Cheney has tipped the scales at key moments. Administration officials had agreed the United States would not be drawn into one-to-one negotiations with North Korea unless other countries from the region were at the table. North Korea, the United States and four other countries finally met in Beijing in August 2003.
But the results were minimal and, by December, China was pressing for another meeting that they hoped would demonstrate progress. Chinese officials drafted a statement to be released at the end of the meeting, saying quick approval would ensure that the North Koreans would attend a round of talks in December.
When Bush's top foreign policy aides met on Dec. 12 to discuss the Chinese initiative, Cheney -- who had not attended a North Korea meeting for months -- unexpectedly showed up. The text, as drafted by the Chinese, did not call for "irreversible" dismantling of North Korea's programs or mention "verification," two key phrases in previous U.S. statements.
The vice president weighed in strongly at the meeting, saying those phrases needed to be in the statement. At one point, Cheney invoked the president and said he had made it clear that the United States doesn't negotiate with tyranny, according to two officials who attended the meeting. "We don't negotiate with evil; we defeat it," Cheney declared. That ended the discussion: The Chinese draft was rejected.

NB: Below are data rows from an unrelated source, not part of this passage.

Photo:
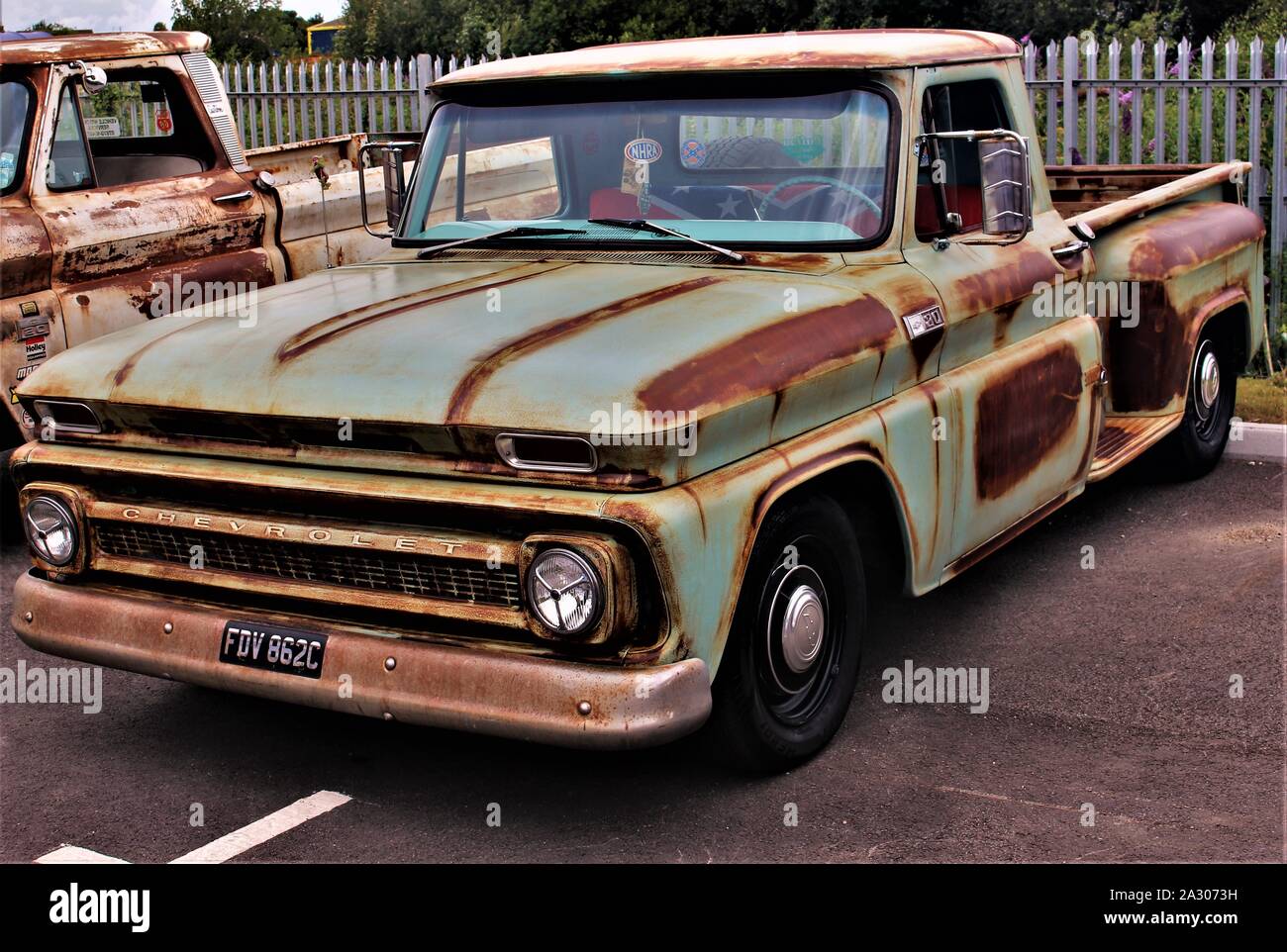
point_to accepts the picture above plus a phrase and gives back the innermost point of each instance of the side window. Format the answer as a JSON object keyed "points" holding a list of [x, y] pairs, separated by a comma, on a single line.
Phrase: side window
{"points": [[68, 157], [503, 181], [948, 181], [140, 128]]}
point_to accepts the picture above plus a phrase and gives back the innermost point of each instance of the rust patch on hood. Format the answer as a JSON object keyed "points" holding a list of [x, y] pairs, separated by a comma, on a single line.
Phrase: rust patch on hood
{"points": [[772, 358], [468, 387], [340, 325], [1022, 417]]}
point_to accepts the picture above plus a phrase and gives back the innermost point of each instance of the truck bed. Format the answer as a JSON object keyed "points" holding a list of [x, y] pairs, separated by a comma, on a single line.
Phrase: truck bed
{"points": [[1105, 194]]}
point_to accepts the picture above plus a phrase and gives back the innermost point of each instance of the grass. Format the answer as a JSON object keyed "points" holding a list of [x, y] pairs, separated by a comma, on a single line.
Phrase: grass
{"points": [[1262, 400]]}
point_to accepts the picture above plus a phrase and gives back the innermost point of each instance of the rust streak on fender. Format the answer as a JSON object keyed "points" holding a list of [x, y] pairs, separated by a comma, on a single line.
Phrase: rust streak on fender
{"points": [[1191, 236], [772, 358], [995, 288], [1022, 416], [467, 389]]}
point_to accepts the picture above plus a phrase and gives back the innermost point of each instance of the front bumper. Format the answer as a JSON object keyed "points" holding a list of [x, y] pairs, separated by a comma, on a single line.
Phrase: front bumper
{"points": [[487, 691]]}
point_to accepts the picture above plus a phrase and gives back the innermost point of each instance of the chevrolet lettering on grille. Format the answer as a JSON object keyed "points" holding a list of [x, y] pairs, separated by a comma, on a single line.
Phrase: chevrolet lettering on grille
{"points": [[288, 531]]}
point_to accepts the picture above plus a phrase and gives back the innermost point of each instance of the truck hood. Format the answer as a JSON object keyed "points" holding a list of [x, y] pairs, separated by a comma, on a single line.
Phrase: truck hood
{"points": [[751, 355]]}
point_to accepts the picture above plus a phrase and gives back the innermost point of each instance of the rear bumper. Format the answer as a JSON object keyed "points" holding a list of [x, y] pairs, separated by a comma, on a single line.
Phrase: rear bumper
{"points": [[477, 690]]}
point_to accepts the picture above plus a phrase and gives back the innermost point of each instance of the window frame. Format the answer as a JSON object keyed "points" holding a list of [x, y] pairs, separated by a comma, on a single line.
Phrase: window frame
{"points": [[1005, 121], [722, 85], [20, 170], [91, 183]]}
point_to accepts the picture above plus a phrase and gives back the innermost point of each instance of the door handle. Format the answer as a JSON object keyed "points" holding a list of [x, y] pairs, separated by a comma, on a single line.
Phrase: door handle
{"points": [[233, 197], [1071, 248]]}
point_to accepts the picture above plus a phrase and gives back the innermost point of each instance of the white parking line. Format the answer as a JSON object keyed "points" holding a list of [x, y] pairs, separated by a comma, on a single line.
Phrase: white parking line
{"points": [[226, 847], [78, 856], [262, 830]]}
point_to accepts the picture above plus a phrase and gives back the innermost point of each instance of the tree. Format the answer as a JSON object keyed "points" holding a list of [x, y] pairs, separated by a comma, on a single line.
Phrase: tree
{"points": [[46, 26], [240, 29]]}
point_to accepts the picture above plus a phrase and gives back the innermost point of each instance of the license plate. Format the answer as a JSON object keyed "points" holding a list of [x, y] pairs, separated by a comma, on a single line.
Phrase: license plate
{"points": [[271, 648]]}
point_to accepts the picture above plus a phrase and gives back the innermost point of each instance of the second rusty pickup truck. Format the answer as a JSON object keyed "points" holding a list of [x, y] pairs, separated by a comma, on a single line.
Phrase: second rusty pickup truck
{"points": [[125, 194], [797, 318]]}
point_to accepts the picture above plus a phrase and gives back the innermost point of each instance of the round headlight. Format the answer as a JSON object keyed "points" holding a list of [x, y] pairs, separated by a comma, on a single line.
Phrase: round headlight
{"points": [[50, 530], [565, 592]]}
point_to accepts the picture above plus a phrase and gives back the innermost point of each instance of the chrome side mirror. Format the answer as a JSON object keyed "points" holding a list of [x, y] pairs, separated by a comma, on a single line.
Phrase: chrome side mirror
{"points": [[1007, 185], [395, 184], [93, 77], [395, 187]]}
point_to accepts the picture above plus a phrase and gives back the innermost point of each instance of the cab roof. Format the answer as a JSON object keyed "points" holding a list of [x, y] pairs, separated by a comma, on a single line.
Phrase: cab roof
{"points": [[94, 47], [832, 49]]}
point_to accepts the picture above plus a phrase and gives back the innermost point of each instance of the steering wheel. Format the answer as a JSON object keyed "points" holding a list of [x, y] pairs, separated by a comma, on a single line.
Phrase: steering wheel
{"points": [[818, 180]]}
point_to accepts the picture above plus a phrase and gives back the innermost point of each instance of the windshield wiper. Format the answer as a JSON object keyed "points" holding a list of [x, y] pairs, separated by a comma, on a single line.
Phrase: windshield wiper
{"points": [[516, 232], [644, 226]]}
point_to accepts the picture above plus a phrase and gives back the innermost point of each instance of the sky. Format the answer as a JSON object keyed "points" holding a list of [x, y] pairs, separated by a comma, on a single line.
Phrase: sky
{"points": [[103, 16]]}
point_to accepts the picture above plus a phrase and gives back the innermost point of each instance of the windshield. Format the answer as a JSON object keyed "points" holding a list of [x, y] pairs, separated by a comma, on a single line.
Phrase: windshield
{"points": [[14, 108], [790, 170]]}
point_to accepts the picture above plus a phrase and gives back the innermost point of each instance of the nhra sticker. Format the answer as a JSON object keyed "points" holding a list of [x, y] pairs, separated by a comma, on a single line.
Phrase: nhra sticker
{"points": [[693, 153], [643, 150]]}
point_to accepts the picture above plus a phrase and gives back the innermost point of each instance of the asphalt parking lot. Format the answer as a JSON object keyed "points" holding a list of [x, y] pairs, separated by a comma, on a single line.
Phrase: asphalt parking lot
{"points": [[1107, 687]]}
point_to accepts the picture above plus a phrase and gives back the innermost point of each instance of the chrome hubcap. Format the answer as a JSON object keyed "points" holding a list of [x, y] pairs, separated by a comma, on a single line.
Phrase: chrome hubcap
{"points": [[803, 624], [1208, 380]]}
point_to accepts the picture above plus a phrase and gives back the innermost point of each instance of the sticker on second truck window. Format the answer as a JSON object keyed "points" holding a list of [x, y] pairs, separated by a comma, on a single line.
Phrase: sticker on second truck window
{"points": [[693, 153], [643, 150], [102, 128]]}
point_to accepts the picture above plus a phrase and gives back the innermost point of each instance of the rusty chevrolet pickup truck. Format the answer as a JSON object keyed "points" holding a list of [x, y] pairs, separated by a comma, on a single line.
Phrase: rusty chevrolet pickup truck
{"points": [[794, 322], [125, 193]]}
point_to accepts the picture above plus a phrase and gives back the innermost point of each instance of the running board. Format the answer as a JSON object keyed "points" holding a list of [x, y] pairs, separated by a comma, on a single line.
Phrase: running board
{"points": [[1125, 437]]}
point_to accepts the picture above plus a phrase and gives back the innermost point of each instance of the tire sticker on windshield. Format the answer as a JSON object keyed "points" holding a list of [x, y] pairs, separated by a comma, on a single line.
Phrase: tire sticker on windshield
{"points": [[693, 153]]}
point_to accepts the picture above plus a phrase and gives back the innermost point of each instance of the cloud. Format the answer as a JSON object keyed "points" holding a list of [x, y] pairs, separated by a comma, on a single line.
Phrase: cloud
{"points": [[95, 14]]}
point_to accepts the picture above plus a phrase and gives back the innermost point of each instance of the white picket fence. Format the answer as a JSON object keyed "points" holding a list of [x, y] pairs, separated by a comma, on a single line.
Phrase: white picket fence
{"points": [[1138, 103]]}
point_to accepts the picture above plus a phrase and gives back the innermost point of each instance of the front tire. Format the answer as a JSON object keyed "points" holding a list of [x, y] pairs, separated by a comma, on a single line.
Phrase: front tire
{"points": [[1193, 449], [792, 661]]}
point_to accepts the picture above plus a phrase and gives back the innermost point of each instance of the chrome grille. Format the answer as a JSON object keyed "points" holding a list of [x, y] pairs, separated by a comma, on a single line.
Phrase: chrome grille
{"points": [[426, 577]]}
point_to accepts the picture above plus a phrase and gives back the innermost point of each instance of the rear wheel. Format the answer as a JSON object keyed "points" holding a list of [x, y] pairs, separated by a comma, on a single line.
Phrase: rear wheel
{"points": [[1193, 448], [792, 661]]}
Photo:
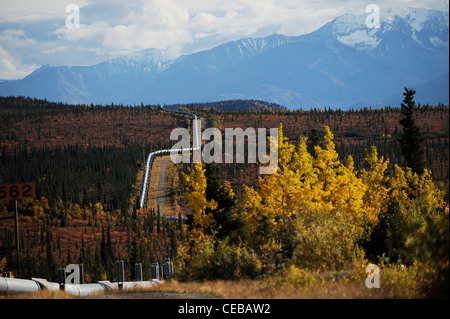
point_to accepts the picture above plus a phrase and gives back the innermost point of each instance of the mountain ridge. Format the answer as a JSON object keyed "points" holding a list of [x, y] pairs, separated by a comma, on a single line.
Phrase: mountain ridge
{"points": [[341, 64]]}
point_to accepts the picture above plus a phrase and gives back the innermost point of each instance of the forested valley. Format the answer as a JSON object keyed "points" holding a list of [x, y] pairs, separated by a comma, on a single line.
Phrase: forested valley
{"points": [[87, 164]]}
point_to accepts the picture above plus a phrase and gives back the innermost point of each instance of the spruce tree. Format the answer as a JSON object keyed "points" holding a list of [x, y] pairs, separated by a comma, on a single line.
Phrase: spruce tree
{"points": [[412, 142]]}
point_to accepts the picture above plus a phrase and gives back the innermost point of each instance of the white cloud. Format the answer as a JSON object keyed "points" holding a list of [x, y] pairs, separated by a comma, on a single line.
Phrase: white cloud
{"points": [[114, 27], [11, 68]]}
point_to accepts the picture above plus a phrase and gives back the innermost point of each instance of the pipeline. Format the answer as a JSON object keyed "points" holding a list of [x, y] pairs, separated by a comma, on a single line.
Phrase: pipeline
{"points": [[153, 154], [17, 286]]}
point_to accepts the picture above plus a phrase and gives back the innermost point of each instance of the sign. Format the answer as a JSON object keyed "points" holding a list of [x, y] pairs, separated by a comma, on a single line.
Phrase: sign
{"points": [[17, 191]]}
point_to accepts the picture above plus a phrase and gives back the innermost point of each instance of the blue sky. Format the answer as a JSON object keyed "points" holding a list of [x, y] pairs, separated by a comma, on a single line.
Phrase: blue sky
{"points": [[33, 33]]}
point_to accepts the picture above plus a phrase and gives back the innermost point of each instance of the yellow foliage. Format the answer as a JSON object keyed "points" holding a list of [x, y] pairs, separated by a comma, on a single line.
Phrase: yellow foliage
{"points": [[196, 181]]}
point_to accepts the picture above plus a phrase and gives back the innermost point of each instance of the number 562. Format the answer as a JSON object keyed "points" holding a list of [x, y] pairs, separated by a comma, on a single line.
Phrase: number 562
{"points": [[17, 191]]}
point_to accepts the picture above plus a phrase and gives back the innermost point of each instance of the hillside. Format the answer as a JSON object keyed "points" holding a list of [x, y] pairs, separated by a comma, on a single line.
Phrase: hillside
{"points": [[87, 164]]}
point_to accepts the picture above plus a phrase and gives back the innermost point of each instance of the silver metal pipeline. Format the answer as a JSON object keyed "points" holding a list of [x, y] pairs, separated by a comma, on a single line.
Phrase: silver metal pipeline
{"points": [[16, 286], [153, 154]]}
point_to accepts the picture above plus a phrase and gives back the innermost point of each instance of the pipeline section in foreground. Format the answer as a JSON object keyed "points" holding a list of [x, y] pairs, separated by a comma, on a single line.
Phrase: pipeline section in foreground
{"points": [[16, 286]]}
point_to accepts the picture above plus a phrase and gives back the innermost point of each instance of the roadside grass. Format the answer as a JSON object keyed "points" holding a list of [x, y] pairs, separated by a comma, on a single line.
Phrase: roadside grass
{"points": [[396, 282]]}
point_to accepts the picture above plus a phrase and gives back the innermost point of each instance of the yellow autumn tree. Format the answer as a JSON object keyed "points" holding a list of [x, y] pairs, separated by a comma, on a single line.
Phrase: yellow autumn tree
{"points": [[196, 197], [319, 199]]}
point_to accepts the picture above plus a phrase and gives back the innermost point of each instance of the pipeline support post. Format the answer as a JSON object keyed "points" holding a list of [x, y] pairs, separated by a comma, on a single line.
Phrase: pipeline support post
{"points": [[120, 274]]}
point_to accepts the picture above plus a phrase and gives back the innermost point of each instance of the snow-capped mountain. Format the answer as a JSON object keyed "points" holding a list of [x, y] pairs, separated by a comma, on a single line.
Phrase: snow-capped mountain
{"points": [[342, 64]]}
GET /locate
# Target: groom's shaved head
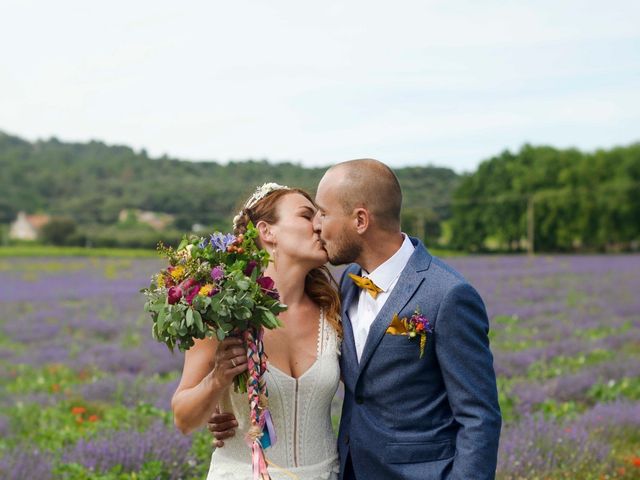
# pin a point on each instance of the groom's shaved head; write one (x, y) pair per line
(370, 184)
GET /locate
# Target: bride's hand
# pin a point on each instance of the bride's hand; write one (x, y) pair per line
(230, 360)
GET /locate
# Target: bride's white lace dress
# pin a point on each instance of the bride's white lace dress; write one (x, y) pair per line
(301, 411)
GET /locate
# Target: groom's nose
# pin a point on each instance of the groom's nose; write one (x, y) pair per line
(317, 223)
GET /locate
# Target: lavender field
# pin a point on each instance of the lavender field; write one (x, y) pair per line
(85, 391)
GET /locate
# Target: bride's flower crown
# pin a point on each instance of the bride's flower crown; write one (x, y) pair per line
(261, 192)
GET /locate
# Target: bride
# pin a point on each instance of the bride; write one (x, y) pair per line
(303, 371)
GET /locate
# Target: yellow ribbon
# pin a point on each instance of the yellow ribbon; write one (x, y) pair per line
(366, 284)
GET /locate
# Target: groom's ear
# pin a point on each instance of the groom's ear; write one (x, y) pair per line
(361, 219)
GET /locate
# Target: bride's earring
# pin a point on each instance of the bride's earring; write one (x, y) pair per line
(274, 257)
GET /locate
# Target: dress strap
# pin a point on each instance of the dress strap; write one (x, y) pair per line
(321, 334)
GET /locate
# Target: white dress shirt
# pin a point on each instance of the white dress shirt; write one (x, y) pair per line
(364, 309)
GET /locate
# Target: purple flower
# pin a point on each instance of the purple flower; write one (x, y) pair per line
(268, 286)
(221, 242)
(190, 287)
(217, 273)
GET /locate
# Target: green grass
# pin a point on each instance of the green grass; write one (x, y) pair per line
(52, 251)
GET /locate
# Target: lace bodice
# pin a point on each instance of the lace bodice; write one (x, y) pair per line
(301, 411)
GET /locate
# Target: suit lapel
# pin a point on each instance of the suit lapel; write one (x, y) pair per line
(349, 291)
(410, 280)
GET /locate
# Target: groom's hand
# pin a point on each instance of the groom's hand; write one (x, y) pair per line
(222, 425)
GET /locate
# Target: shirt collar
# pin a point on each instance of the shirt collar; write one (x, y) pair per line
(387, 272)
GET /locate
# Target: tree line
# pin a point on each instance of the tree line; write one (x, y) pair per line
(546, 199)
(539, 198)
(85, 186)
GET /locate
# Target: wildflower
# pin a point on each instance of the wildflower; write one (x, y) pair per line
(250, 267)
(174, 295)
(221, 242)
(268, 286)
(217, 273)
(177, 272)
(207, 290)
(190, 289)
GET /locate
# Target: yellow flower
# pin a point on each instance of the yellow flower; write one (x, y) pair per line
(177, 273)
(206, 290)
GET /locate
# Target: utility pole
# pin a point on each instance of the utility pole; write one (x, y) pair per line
(531, 228)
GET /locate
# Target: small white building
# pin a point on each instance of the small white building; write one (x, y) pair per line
(27, 227)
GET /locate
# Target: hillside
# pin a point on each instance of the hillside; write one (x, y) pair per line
(92, 182)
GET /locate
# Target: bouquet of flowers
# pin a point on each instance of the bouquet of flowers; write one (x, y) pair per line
(215, 287)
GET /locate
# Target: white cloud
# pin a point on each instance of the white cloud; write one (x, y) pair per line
(450, 82)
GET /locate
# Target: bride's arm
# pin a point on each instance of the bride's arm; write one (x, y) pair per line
(208, 370)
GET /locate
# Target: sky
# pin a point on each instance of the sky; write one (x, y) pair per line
(447, 83)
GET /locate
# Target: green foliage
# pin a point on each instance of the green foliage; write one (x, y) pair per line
(577, 201)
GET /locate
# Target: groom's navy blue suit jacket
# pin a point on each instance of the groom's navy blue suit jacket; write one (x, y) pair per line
(435, 417)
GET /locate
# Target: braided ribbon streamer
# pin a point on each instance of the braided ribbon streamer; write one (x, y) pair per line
(261, 435)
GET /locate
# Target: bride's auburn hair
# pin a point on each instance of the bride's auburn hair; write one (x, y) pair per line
(319, 284)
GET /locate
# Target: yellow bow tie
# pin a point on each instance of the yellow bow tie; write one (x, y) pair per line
(367, 284)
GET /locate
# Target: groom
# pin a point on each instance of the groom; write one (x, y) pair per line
(416, 407)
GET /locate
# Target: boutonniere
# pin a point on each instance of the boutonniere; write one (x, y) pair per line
(416, 325)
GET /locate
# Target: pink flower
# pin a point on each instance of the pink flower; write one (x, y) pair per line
(174, 295)
(250, 267)
(268, 286)
(217, 273)
(190, 287)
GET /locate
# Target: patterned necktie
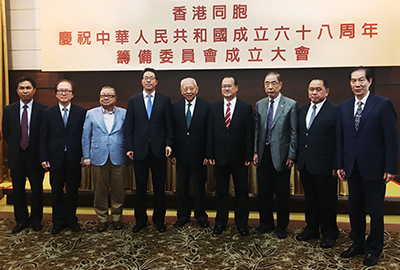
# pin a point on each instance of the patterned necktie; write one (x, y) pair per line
(149, 106)
(313, 113)
(228, 116)
(357, 116)
(188, 115)
(24, 128)
(270, 119)
(65, 116)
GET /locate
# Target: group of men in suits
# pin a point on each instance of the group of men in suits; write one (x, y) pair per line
(356, 141)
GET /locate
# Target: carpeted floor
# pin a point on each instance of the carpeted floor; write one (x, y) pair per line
(187, 248)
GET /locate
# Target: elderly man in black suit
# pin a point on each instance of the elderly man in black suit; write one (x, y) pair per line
(149, 137)
(189, 152)
(21, 127)
(230, 148)
(317, 163)
(61, 154)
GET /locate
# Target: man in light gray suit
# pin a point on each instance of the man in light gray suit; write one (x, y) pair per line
(275, 149)
(103, 149)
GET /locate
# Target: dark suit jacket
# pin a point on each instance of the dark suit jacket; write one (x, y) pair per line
(54, 136)
(190, 144)
(375, 145)
(140, 132)
(317, 145)
(233, 146)
(11, 127)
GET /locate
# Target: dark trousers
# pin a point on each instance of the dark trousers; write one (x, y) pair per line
(199, 178)
(158, 168)
(321, 203)
(64, 209)
(271, 181)
(240, 180)
(35, 173)
(362, 193)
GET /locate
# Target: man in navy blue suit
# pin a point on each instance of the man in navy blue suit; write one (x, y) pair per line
(368, 149)
(61, 154)
(148, 138)
(189, 152)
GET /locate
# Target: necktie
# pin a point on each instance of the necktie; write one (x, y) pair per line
(270, 119)
(24, 128)
(357, 116)
(188, 115)
(149, 106)
(228, 116)
(65, 116)
(313, 113)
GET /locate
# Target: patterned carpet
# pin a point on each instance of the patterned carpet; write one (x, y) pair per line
(187, 248)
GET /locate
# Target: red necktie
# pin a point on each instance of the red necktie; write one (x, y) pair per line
(228, 116)
(24, 128)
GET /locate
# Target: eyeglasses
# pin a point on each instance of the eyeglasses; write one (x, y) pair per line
(107, 96)
(64, 91)
(273, 83)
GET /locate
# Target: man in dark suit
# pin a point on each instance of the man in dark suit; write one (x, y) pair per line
(230, 144)
(275, 150)
(317, 163)
(61, 154)
(367, 149)
(189, 152)
(149, 136)
(21, 127)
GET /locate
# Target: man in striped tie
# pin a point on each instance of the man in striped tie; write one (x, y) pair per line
(230, 145)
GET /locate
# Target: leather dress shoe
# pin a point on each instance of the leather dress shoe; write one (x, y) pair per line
(218, 229)
(306, 236)
(101, 227)
(161, 227)
(281, 233)
(19, 228)
(37, 228)
(181, 222)
(370, 260)
(263, 229)
(56, 229)
(352, 251)
(203, 223)
(138, 227)
(327, 243)
(117, 225)
(243, 231)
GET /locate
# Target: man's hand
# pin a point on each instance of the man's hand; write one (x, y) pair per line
(45, 165)
(255, 159)
(130, 154)
(168, 151)
(342, 175)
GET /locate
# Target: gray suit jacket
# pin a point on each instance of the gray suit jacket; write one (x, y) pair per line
(283, 133)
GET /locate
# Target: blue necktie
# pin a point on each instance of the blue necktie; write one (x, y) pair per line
(65, 116)
(270, 119)
(149, 106)
(188, 115)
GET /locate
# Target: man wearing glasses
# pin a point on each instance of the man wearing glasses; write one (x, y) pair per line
(61, 154)
(275, 148)
(148, 139)
(103, 150)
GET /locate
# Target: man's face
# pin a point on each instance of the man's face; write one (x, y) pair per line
(317, 91)
(64, 93)
(359, 83)
(107, 98)
(149, 81)
(272, 85)
(189, 89)
(26, 91)
(228, 88)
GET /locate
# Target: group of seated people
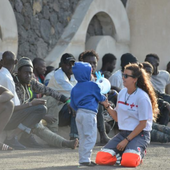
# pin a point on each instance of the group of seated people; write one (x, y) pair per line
(35, 99)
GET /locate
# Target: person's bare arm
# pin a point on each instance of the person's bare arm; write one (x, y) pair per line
(5, 95)
(142, 124)
(32, 103)
(110, 110)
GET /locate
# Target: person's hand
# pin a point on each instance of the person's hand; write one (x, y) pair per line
(121, 146)
(38, 102)
(49, 119)
(105, 103)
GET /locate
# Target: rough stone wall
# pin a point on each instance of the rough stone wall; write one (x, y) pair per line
(40, 24)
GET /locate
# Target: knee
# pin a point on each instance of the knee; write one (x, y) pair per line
(106, 157)
(42, 109)
(8, 107)
(131, 159)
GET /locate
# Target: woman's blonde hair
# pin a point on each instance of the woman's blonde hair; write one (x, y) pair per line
(144, 83)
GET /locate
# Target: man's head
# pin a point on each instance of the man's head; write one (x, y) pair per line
(90, 57)
(25, 70)
(9, 60)
(127, 58)
(39, 66)
(66, 63)
(153, 59)
(168, 67)
(148, 68)
(109, 62)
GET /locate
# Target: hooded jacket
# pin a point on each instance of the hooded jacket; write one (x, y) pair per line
(85, 94)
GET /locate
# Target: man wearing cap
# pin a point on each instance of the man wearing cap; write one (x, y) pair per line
(24, 117)
(63, 81)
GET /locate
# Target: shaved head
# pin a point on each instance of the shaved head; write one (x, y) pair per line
(9, 60)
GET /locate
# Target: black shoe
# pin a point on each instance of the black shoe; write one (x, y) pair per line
(88, 164)
(14, 143)
(29, 141)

Kevin Kellems, Cheney's spokesman, expressed doubt that Cheney put it that bluntly: "I don't think he said it. I have never heard him say anything like it."
When the six-nation talks in Beijing finally resumed in February, Cheney intervened again. On Thursday evening, Feb. 26 -- Friday morning in China -- Cheney met with Bush and persuaded him to send new instructions to the U.S. delegation as it sat down for another day of discussions.
The original instructions to the delegation said that any joint statement issued after the talks must include language on a "complete, verifiable irreversible dismantlement" of North Korea's weapons, known in the diplomatic world by the shorthand of "CVID."
But the North Koreans had rejected that during the talks. The chief U.S. negotiator, Assistant Secretary of State James A. Kelly, reported back about the impasse, wondering if the delegation instead should try to obtain a bland diplomatic statement short of original U.S. goals.
With Powell and his deputy, Richard L. Armitage, away at a black-tie event, Bush drafted new instructions with Cheney's input. The instructions -- which in diplomatic terms suggested the administration's "continued support" of the six-nation talks was in jeopardy unless the U.S. demands were met -- were dictated over the phone by White House official Michael Green to the delegation, bypassing the standard State Department cable system.
Powell and Armitage did not find out about the new instructions until they woke up next morning, and Powell began fielding anguished calls from his Asian counterparts. The Chinese foreign minister told Powell the North Koreans were now willing to sign a more generic statement calling for continued talks.
That afternoon, Powell pulled Bush aside before a luncheon with German Chancellor Gerhard Schroeder, and argued for accepting a statement that the U.S. government 12 hours earlier said was unacceptable.
Bush reluctantly agreed -- but, despite Chinese assurances, the North Koreans rejected it anyway.